Omo Oaiya Omo.Oaiya at wacren.net
Thu Nov 10 01:20:02 UTC 2016


On 8 November 2016 at 23:40, Owen DeLong <owen at delong.com> wrote:

>
> On Nov 8, 2016, at 09:11 , Omo Oaiya <Omo.Oaiya at wacren.net> wrote:
>
>
> On 7 November 2016 at 18:41, Owen DeLong <owen at delong.com> wrote:
>
>>
>> Any technology which would need this “strategic reserve” is a technology
>> which does not exist yet. From my perspective, the only thing such a
>> provision can do is encourage such technologies to be developed with
>> dependencies on IPv4. This is absolutely wrong-headed.
>>
>
> some future requirement which creates a demand for IPv4 addresses need not
> have anything to do with technology.
>
>
> Please provide an example of something which could create an unforeseen
> demand for IPv4 addresses which has nothing to do with a new use for IPv4
> addresses.
>

How do you explain the secondary market in ARIN region?   A new use for
IPv4 addresses?

The point is to cater for unanticipated use.  Nothing stops us from
repurposing or discarding if not needed but to presume the future is unwise.



>
>
> Otherwise we should consider recalling the equivalent of  34.36 /8
> unadvertised held in ARIN region and make them unusable -
> http://bgp.potaroo.net/iso3166/v4cc.html
>
>
> You are engaging in a logical fallacy here in that you appear to believe
> that unadvertised == unutilized and this simply is NOT the case.
>
> While those addresses are not being advertised on the global internet, it
> is not at all unlikely that they are being utilized in production networks
> that are attached to networks that are advertised to the internet and/or
> otherwise need global uniqueness.
>


ah ha!   We have been teaching the fact that unadvertised  does not mean
unutilised in this community, but keep getting :

 sh ip bgp a.b.c.0/22 lo
%Network not in table

sh bgp ipv6 2001:43f8:XXXX::/48
% Network not in table

And that allocations utilisation reviews can only be done through global
routing table



> and wouldn't need to have the majority of draft policies discussed in the
> ARIN meeting about how to make IPv4 transfers easier.
>
>
> I think this is untrue.
>

Which bit is untrue?  That the majority of the draft policies in the last
ARIN public meeting was about making IPv4 easier to get? -
https://www.arin.net/vault/participate/meetings/reports/ARIN_38/ppm.html



> First, recalling those addresses would actually be quite difficult merely
> from a legal and tactical perspective. Second, even if we were able to
> recall the ones that are not in use, it’s likely less than 10% of that
> amount that would become available.
>

> I’m not sure if 3.44 /8s would even satisfy the current ARIN waiting list.
>


Read again.  34.36 /8 not 3.44 /8s i.e  over 576 million IPv4 addresses
unadvertised in the ARIN region


> We should be encouraging new technologies to be developed WITHOUT
>> dependencies on IPv4 and with full IPv6 support from day 1.
>>
>
> Agreed and we shall.  The IAB statement on this was posted in the
> community list.  They appreciate the need for dual-stack and time reviews
> take.  We have to remember that we are only talking of 1 /8 here.
>
>
> No, we are talking of a /12 under current policy, a /13 under Alain’s
> proposal and nothing at all under Andrew’s proposal.
>

We are talking about the last /8 in the softlanding policy i.e all the
addresses we are dicing and slicing total just about 16 million addresses.

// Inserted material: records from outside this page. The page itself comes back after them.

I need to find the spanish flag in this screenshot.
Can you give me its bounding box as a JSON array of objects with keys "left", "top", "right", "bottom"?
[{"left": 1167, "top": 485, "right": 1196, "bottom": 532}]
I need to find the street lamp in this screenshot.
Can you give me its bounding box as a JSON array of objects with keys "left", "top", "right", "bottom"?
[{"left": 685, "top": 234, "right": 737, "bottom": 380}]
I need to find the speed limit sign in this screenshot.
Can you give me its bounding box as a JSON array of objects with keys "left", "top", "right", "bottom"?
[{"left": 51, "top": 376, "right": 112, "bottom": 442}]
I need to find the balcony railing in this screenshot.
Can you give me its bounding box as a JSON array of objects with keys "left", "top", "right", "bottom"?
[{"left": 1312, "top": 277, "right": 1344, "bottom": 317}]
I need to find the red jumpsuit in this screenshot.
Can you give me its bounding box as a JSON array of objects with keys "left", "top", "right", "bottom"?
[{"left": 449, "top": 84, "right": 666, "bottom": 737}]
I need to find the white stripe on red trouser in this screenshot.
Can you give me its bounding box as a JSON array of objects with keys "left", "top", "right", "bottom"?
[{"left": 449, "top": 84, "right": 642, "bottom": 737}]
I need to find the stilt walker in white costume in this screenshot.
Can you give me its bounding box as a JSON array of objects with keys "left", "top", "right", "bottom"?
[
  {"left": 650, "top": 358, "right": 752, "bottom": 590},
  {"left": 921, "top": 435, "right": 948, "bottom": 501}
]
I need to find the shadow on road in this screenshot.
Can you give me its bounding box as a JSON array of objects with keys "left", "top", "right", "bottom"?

> I favor nothing at all as the time for protecting people from failing to
> deploy IPv6 should be considered past at this point.
>

We should be empowering them to deploy IPv6 and not depriving them of the
IPv4 they need to do this.


> If you couldn’t figure it out in the 25 years of warning that you had or
> in the nearly 3 years since IANA ran out of space, than really, I think
> that the community’s obligations to protect your future developments from
> early obsolescence are past at this point.
>

We also need to ensure that the African community can participate without
being forced to acquire resources they need from prohibitive transfer
markets.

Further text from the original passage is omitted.